In pairing scholarship with social organizing, we recognize that our research together is a social practice that can never be neutral. In the summer of 2022, a sports team and their billionaire-backed developers announced their proposal to build an arena a block away from the Chinatown neighborhood. Following the inquiry of one youth participant, the collaborative arts chapter in our book and Chinatown Photovoice project naturally integrated the community’s collective organizing against the arena. The youth on our project sought to learn from the past and reimagine the future through their project. We centered the questions: What can we learn from the past fights against gentrification and displacement in Chinatown? How can we learn from current and former Chinatown residents? As a part of this small group, we invite participants to consider: how are we learning from community grassroots organizations? How can our research and scholarship be in alignment with and support what the community is prioritizing and advocating for?
The data sources from the study remained flexible to the ways the inquiry developed with the youth participants and community. The inquiry unfolded with a historical inquiry, that invited youth participants to explore a range of historical resources about Philadelphia Chinatown, an intergenerational community panel featuring members from the Chinatown community (including an elementary school teacher, a student organizer, and a leader from a community organization), an ethical interview workshop, a photography workshop, and then a series of community interviews. The community panel, as an example, was suggested by the youth, who sought to learn about Chinatown from active organizers and members. At each phase of our inquiry, youth researchers have been intimately involved in the planning process, from thinking through the structure and focus to the guiding questions and activities, and how we reflect on our process as a group. In between each youth inquiry meeting, we met with youth to both reflect on the previous meeting and plan together for the subsequent meeting.

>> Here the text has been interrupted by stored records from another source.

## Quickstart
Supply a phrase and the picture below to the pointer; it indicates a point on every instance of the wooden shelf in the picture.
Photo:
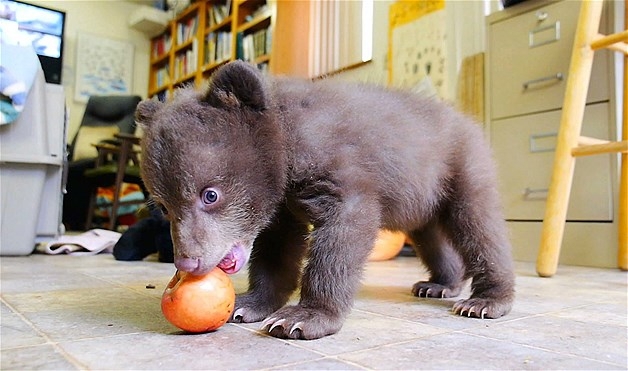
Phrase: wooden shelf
(247, 21)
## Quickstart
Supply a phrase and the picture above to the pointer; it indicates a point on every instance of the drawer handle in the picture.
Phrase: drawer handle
(541, 193)
(558, 77)
(541, 15)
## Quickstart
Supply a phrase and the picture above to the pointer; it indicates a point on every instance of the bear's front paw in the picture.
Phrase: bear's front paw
(297, 322)
(482, 307)
(425, 289)
(249, 308)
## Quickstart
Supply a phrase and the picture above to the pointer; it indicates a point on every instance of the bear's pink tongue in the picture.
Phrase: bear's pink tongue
(234, 260)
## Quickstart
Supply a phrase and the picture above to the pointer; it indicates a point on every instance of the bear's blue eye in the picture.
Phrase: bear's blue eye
(209, 196)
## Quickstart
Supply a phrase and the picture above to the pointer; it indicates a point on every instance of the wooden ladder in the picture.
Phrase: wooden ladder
(570, 144)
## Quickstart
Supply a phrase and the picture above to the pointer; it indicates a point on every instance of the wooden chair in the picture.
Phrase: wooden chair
(123, 168)
(571, 145)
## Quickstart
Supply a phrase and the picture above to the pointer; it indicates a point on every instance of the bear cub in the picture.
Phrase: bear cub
(298, 177)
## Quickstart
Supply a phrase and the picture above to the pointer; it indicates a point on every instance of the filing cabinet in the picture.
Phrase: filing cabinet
(527, 64)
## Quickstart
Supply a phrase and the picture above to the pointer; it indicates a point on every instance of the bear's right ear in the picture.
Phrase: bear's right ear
(237, 84)
(145, 111)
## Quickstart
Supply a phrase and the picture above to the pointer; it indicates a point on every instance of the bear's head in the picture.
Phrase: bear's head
(215, 162)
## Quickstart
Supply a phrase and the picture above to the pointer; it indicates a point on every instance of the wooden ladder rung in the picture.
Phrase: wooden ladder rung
(616, 42)
(599, 148)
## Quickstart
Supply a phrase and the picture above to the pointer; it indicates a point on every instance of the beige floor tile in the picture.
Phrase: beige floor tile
(63, 312)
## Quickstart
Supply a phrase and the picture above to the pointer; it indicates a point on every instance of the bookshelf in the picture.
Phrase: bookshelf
(206, 35)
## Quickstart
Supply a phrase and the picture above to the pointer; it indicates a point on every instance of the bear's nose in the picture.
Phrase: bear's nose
(186, 264)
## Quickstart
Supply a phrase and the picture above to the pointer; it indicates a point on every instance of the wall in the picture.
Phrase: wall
(103, 18)
(465, 31)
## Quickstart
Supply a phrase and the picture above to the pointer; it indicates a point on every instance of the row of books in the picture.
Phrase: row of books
(218, 13)
(162, 96)
(217, 47)
(186, 63)
(254, 45)
(186, 30)
(161, 45)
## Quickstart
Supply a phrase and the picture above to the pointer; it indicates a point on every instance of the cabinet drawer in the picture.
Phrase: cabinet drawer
(524, 149)
(529, 59)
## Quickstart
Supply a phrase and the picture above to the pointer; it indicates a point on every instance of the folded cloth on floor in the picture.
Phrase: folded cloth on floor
(91, 242)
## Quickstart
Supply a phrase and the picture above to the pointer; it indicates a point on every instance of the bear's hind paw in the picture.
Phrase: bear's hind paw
(481, 308)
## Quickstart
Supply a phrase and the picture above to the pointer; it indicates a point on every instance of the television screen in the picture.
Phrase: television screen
(43, 28)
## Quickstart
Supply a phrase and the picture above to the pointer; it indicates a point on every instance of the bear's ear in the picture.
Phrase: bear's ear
(237, 84)
(145, 111)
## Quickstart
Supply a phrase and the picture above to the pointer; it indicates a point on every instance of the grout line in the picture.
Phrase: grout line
(67, 356)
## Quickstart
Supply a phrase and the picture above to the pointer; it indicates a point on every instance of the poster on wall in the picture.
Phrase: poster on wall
(417, 49)
(103, 67)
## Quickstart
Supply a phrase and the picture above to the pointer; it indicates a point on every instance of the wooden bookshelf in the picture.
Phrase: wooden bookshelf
(206, 35)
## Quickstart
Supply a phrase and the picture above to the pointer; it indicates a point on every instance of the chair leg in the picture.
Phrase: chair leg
(91, 209)
(568, 134)
(622, 253)
(622, 219)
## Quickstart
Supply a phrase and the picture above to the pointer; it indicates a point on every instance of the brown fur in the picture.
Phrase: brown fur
(349, 159)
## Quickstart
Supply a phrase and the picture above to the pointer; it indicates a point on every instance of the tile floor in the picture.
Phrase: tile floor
(68, 312)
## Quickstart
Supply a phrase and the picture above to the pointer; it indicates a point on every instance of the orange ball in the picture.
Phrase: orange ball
(198, 303)
(387, 245)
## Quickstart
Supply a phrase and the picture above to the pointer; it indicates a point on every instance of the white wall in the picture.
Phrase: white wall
(465, 35)
(104, 18)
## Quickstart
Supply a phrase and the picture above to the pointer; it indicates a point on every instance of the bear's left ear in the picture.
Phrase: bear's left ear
(237, 84)
(145, 111)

This form of intellectual activism has allowed youth and university researchers to learn about our community and its organizing and see these legacies as inextricably connected in collective efforts toward educational justice and equity. Youth participants continually remind us to stay rooted in and responsive to the community’s needs and wants. This small group hopes to share conversations about how we can cultivate meaningful, ethical, and aligned relationships with community grassroot organizations in our own local contexts, and to consider how we might foster coalitional justice in our community-based research.